Oil prices that slumped over the warm winter are climbing back toward their highs of last summer, with West Texas Intermediate crude prices north of $85 a barrel -- and potentially heading higher as conflicts continue to roil the Middle East. What's the best way to play this trend of rising oil prices?

Don't overthink it. Sometimes the obvious answer is the right one: Buy ExxonMobil (XOM 1.42%) stock, urges UBS analyst Josh Silverstein because this stock is going to $150 in a hurry.

Is ExxonMobil stock a buy?

In a note published on TheFly.com Thursday, Silverstein argued that Exxon's breadth of coverage across upstream and downstream oil operations positions it well to capitalize on rising oil prices, and the company's recent $60 billion deal to acquire Pioneer Natural Resources will add to this strength.

He may be right. Oil is a notoriously volatile commodity (just over the last five years, we've seen prices swing from negative numbers during the pandemic, to as high as $120 a barrel in the immediate aftermath of Russia's invasion of Ukraine). Still, the long-term trend in prices does incline to the upside, rising about 33% over the last five years, and Exxon has capitalized on rising prices, earning more than $36 billion on sales of $338.3 billion last year for example.

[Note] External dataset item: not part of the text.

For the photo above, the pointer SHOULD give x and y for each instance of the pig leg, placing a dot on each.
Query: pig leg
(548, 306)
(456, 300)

Still, I'm not as bullish on Exxon today as I was a couple of years ago. Why not? After a brief aberration, Exxon has resumed its long-term pattern of generating weaker free cash flow than it reports as net income -- and even its net income doesn't imply a particularly cheap stock price. At nearly 14 times earnings, and earnings expected to grow less than 10% total over the next three years, Exxon's not much of a growth stock. While the business remains strong, and the 3.1% dividend yield is decent, it won't be enough to attract investors who can easily earn 4% or even 5% in a bank savings account today.

Silverstein's prediction of nearly 25% stock price gain in one year feels like wishful thinking to me.